Primary keys¶
Not every table is keyed by an auto-incrementing id. repositron handles the
common variations, a different column name, a str or uuid key, without
ceremony, and types the id arguments along the way.
The default: an integer id¶
Out of the box, a repository assumes the key column is named id and holds an
int. Every id-based method, get, update, delete, exists, is typed to
take an int, and create returns one:
Setup
The baseline is the task-tracker Task model and its repository. The
key-type sections further down define their own models, since the page is
about keys that are not this default.
from __future__ import annotations
from dataclasses import dataclass
from sqlalchemy.orm import DeclarativeBase, Mapped, mapped_column
from repositron import ReadOnlyRepository, Repository, UNSET, UnsetType
class Base(DeclarativeBase): ...
class Task(Base):
__tablename__ = "tasks"
id: Mapped[int] = mapped_column(primary_key=True)
workspace_id: Mapped[int]
title: Mapped[str]
status: Mapped[str] = mapped_column(default="open")
@dataclass
class TaskDTO:
id: int
title: str
status: str
@dataclass
class TaskCreate:
workspace_id: int
title: str
@dataclass
class TaskUpdate:
title: str | UnsetType = UNSET
status: str | UnsetType = UNSET
class TaskRepository(Repository[Task, TaskDTO, TaskCreate, TaskUpdate]): ...
repo = TaskRepository(session)
repo.get(1) # TaskDTO | None
repo.exists(1) # bool
repo.get("1") # type error: expected int, got str
That last line is the point: because the key type is part of the repository's
type, a checker (pyright, mypy, ty) catches a stringly-typed id before it runs.

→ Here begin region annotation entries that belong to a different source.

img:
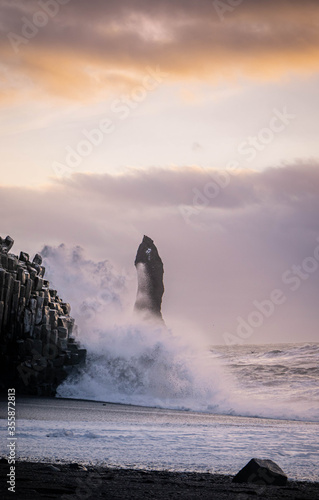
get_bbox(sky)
[0,0,319,345]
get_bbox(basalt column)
[134,236,164,320]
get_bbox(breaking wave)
[41,245,319,420]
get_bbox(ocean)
[0,344,319,481]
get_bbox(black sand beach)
[0,461,319,500]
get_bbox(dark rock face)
[134,236,164,319]
[0,236,86,396]
[233,458,288,486]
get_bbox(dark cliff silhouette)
[134,236,164,320]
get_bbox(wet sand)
[0,459,319,500]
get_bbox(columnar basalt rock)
[0,236,86,396]
[134,236,164,320]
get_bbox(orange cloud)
[0,0,319,101]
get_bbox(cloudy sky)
[0,0,319,344]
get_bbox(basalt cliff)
[134,236,164,320]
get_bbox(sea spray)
[42,245,319,421]
[42,245,231,411]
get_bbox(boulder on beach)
[233,458,288,486]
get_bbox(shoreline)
[0,393,319,424]
[0,459,319,500]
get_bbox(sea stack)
[134,236,164,320]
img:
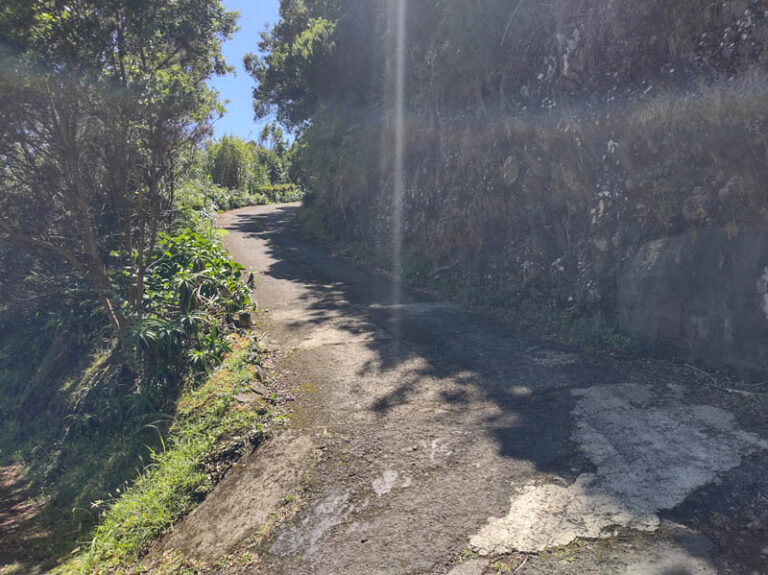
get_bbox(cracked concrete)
[470,384,768,555]
[195,206,768,575]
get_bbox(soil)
[160,204,768,575]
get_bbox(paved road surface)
[162,205,768,575]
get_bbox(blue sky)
[209,0,280,139]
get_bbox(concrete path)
[174,205,768,575]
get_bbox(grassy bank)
[54,335,282,574]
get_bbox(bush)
[258,184,304,204]
[129,230,250,378]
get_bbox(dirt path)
[164,205,768,575]
[0,465,48,575]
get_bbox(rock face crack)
[470,384,768,555]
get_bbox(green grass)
[53,337,280,575]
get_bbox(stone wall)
[308,0,768,370]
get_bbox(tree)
[0,0,236,333]
[208,136,252,190]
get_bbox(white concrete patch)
[269,492,353,555]
[470,384,768,555]
[373,469,399,497]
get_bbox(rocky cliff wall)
[304,0,768,370]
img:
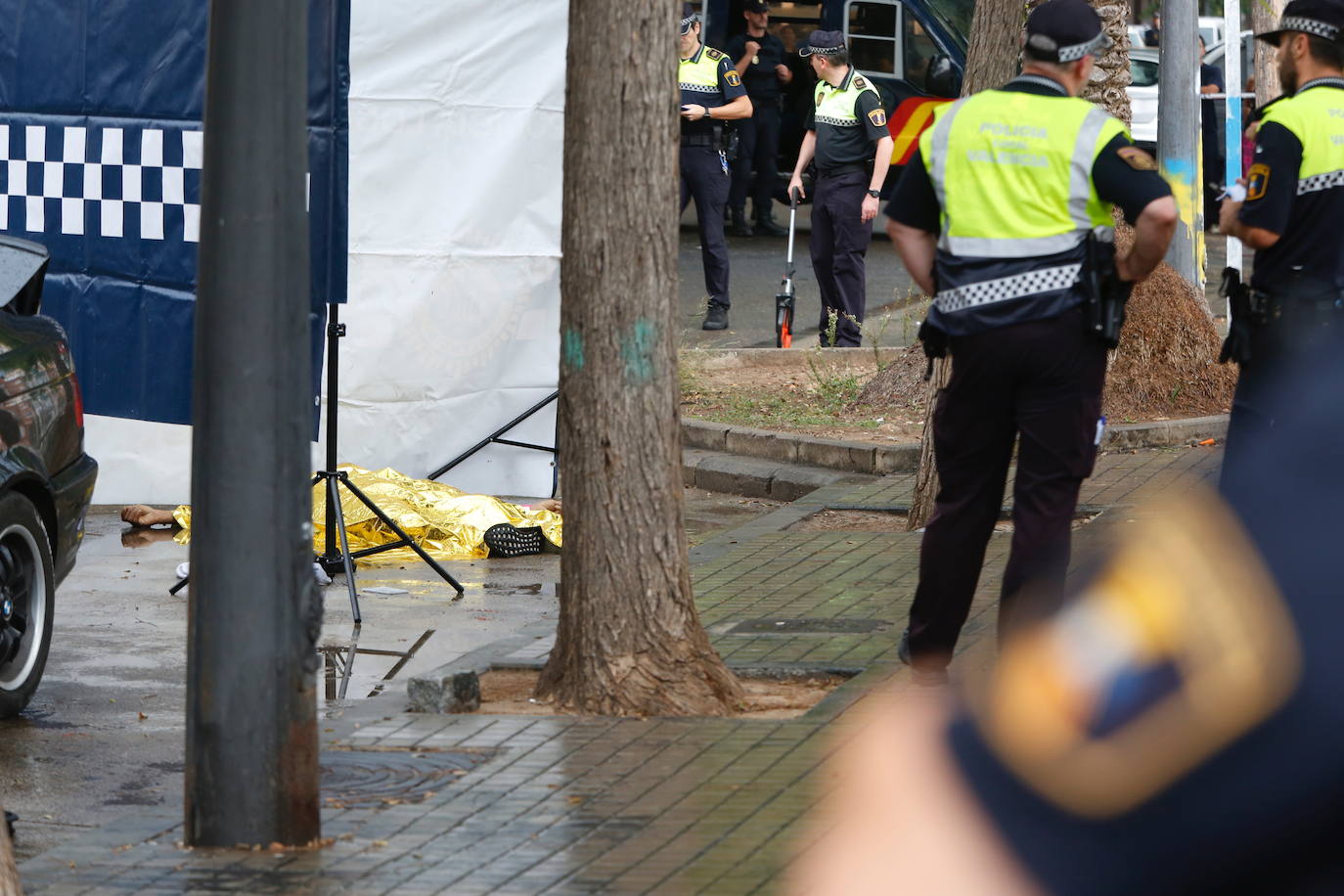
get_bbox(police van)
[700,0,976,198]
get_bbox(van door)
[844,0,955,108]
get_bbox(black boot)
[729,208,755,237]
[755,208,789,237]
[700,298,729,329]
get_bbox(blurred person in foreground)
[791,339,1344,896]
[1219,0,1344,491]
[887,0,1178,680]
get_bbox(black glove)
[918,321,948,360]
[1218,314,1254,364]
[919,321,948,382]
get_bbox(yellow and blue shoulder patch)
[1246,162,1269,202]
[970,494,1301,818]
[1115,147,1157,170]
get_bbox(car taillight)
[69,374,83,429]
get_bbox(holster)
[1218,267,1269,364]
[1083,227,1133,348]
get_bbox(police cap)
[1027,0,1110,62]
[682,3,700,33]
[798,31,844,57]
[1255,0,1344,44]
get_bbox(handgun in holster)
[1083,227,1133,348]
[714,122,741,161]
[1218,267,1269,364]
[918,320,948,382]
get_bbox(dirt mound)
[1102,263,1236,424]
[853,342,928,410]
[855,263,1236,424]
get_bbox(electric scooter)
[774,188,798,348]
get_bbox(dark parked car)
[0,237,98,719]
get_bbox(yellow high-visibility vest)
[919,90,1125,258]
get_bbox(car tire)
[0,494,57,719]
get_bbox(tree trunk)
[1251,0,1285,106]
[0,806,22,896]
[536,0,741,716]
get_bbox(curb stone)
[682,449,874,501]
[682,414,1227,480]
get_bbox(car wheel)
[0,494,57,719]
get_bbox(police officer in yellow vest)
[1219,0,1344,491]
[887,0,1178,680]
[677,3,751,329]
[789,31,891,346]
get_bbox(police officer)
[887,0,1178,680]
[677,3,751,329]
[726,0,793,237]
[789,31,891,346]
[793,339,1344,896]
[1219,0,1344,486]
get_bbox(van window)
[845,0,902,75]
[901,16,938,87]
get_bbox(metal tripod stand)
[313,303,463,626]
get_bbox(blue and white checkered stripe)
[0,118,202,244]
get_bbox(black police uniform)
[804,57,890,348]
[887,76,1171,672]
[948,339,1344,896]
[1223,0,1344,486]
[680,44,746,322]
[726,13,786,235]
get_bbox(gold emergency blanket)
[173,464,561,565]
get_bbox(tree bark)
[0,806,22,896]
[1251,0,1286,106]
[536,0,741,716]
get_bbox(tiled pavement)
[13,449,1221,895]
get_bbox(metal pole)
[1212,0,1246,308]
[1157,0,1204,289]
[186,0,321,846]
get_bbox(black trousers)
[910,309,1106,668]
[682,145,731,307]
[729,100,781,217]
[808,170,873,346]
[1219,284,1344,488]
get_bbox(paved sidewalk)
[21,449,1222,895]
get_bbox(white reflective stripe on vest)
[1068,109,1110,235]
[1297,169,1344,197]
[928,100,966,229]
[934,265,1083,314]
[930,101,1109,258]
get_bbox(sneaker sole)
[482,522,546,558]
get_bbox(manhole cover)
[729,618,891,634]
[321,749,491,806]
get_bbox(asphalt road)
[0,489,777,861]
[677,205,923,348]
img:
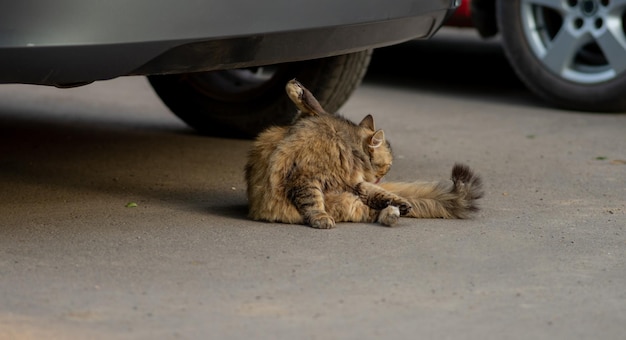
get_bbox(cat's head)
[359,115,393,183]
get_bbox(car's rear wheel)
[496,0,626,112]
[148,50,371,138]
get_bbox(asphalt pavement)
[0,31,626,340]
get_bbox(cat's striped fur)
[245,80,483,229]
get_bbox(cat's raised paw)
[309,215,335,229]
[378,205,400,227]
[390,198,413,216]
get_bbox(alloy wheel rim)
[520,0,626,84]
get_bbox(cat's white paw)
[378,205,400,227]
[310,215,335,229]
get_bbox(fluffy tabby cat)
[245,80,483,229]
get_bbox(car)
[0,0,458,138]
[444,0,626,112]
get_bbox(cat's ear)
[369,130,385,149]
[359,115,376,131]
[285,79,326,116]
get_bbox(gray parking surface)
[0,30,626,339]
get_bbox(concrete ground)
[0,31,626,340]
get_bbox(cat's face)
[370,135,393,183]
[359,115,393,183]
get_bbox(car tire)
[496,0,626,112]
[148,50,372,138]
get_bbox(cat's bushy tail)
[379,163,484,218]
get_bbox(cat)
[244,79,483,229]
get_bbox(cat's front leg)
[288,185,335,229]
[355,182,412,216]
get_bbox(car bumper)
[0,0,455,86]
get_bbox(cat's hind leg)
[355,182,413,215]
[287,184,335,229]
[324,192,400,226]
[379,164,483,218]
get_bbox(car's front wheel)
[496,0,626,112]
[148,51,371,138]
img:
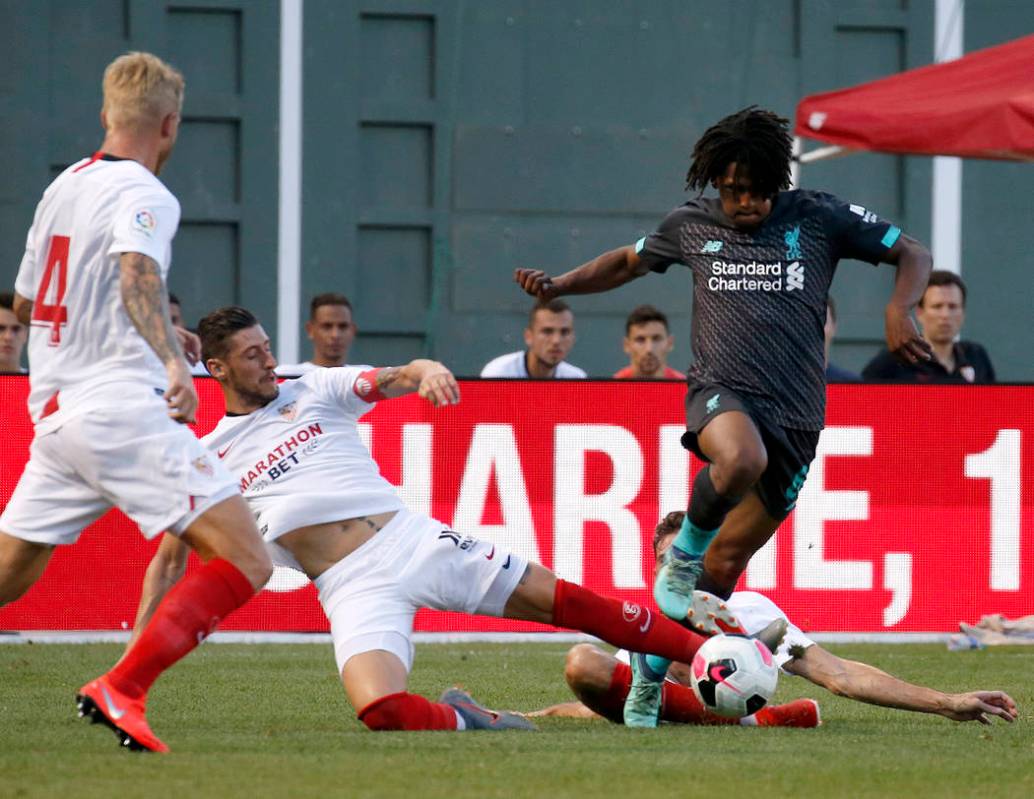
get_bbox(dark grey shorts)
[682,383,819,520]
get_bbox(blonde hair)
[103,53,184,128]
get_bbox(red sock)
[578,663,632,725]
[359,690,456,731]
[108,559,255,698]
[553,580,705,663]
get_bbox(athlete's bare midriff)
[276,511,398,580]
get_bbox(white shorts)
[0,396,239,545]
[313,510,527,673]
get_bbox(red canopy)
[794,35,1034,161]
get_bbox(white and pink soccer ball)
[691,636,779,718]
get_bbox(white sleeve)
[14,235,38,302]
[108,189,180,277]
[298,366,376,419]
[14,202,42,302]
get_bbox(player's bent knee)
[711,449,768,496]
[564,644,609,694]
[357,694,408,732]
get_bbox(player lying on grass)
[528,512,1016,727]
[129,307,782,730]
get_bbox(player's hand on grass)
[514,269,560,301]
[164,358,197,424]
[885,304,934,364]
[943,690,1018,725]
[417,363,459,407]
[173,326,201,366]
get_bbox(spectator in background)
[481,300,587,378]
[861,269,995,382]
[169,291,189,330]
[276,291,359,375]
[0,291,29,374]
[614,305,686,380]
[169,291,209,377]
[823,295,861,382]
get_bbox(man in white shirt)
[0,53,272,751]
[528,511,1017,727]
[276,291,359,377]
[481,300,587,379]
[139,307,769,730]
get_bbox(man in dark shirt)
[822,295,861,382]
[861,269,995,382]
[514,106,931,727]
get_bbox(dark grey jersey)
[636,190,901,430]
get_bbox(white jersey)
[276,361,326,377]
[615,591,815,674]
[14,153,180,423]
[202,366,403,549]
[481,349,588,379]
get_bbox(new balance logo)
[850,206,880,223]
[786,260,804,291]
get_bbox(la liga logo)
[132,208,158,236]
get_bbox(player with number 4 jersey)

For the 90% of tables keyed by an int, you get this for free, no extra
declaration.
A key that is not an int¶
When the key is a str, a uuid, or anything else, declare its type as the
last type parameter. The slot is named PKT and it sits after the others so
the common case never has to mention it.
On a read-only repository it is the third parameter. A Page cache, keyed by
the hash of a fetched URL, is a natural str key:
class Page(Base):
__tablename__ = "pages"
url_hash: Mapped[str] = mapped_column(primary_key=True)
html: Mapped[str]
@dataclass
class PageDTO:
url_hash: str
html: str
class PageRepository(ReadOnlyRepository[Page, PageDTO, str]):
pk_column = "url_hash"
repo.get("a1b2c3") # PageDTO | None
repo.get(123) # type error: expected str, got int
A uuid key on a full-CRUD repository is no different, name uuid.UUID as the
type. An API token keyed by a generated token_id is the typical case:
import uuid
class ApiToken(Base):
__tablename__ = "api_tokens"
token_id: Mapped[uuid.UUID] = mapped_column(primary_key=True, default=uuid.uuid4)
workspace_id: Mapped[int]
label: Mapped[str]
@dataclass
class ApiTokenDTO:
token_id: uuid.UUID
label: str
@dataclass
class ApiTokenCreate:
workspace_id: int
label: str
@dataclass
class ApiTokenUpdate:
label: str | UnsetType = UNSET
class ApiTokenRepository(
Repository[ApiToken, ApiTokenDTO, ApiTokenCreate, ApiTokenUpdate, uuid.UUID]
):
pk_column = "token_id"
tid = repo.create(ApiTokenCreate(workspace_id=1, label="ci")) # uuid.UUID
repo.get(tid) # ApiTokenDTO | None
Why the type is declared and not inferred
You might expect pk_column = Page.url_hash to tell the checker the key
is a str on its own. It cannot: Python has no way to read the type of a
class attribute back into a generic parameter. The honest, checkable place to
state it is the type parameter. The typed primary keys
design note explains the machinery, and why int is the default.
The slots are positional¶
Type parameters cannot be passed by name, so to reach PKT you fill the ones
before it. If a CRUD repository has real Create/Update payloads, declare
them, that is the honest signature anyway:
Padding the payload slots with object only makes sense when you genuinely
don't use create/update. An append-only AuditEntry is written once and
never updated, so it has no update payload and the slot is padded:
class AuditEntry(Base):
__tablename__ = "audit_entries"
trace_id: Mapped[str] = mapped_column(primary_key=True)
action: Mapped[str]
@dataclass
class AuditEntryDTO:
trace_id: str
action: str
@dataclass
class AuditEntryCreate:
trace_id: str
action: str
# entries are created and read, never updated, so Update stays untyped
class AuditEntryRepository(
Repository[AuditEntry, AuditEntryDTO, AuditEntryCreate, object, str]
):
pk_column = "trace_id"
If you want typed creates and updates, declare them properly rather than reaching
for object.
When the key is not called id¶
Independent of its type, point pk_column at the right column. Reusing the
Page cache from above, two forms work:
class PageRepository(ReadOnlyRepository[Page, PageDTO, str]):
pk_column = "url_hash" # by name
class PageRepository(ReadOnlyRepository[Page, PageDTO, str]):
pk_column = Page.url_hash # by column reference
The string is terse; the column reference reads naturally next to the rest of
your SQLAlchemy code. Either way the column is resolved by name through the
model on first use, so a column from the wrong model (or a bad name) raises
AttributeError at the first query rather than cross-joining. Pick whichever you
prefer, they resolve to the same column. Both feed every id-based method:
This is the case for tables keyed by a natural identifier, a hash, a slug, an
external system's id, rather than a surrogate id.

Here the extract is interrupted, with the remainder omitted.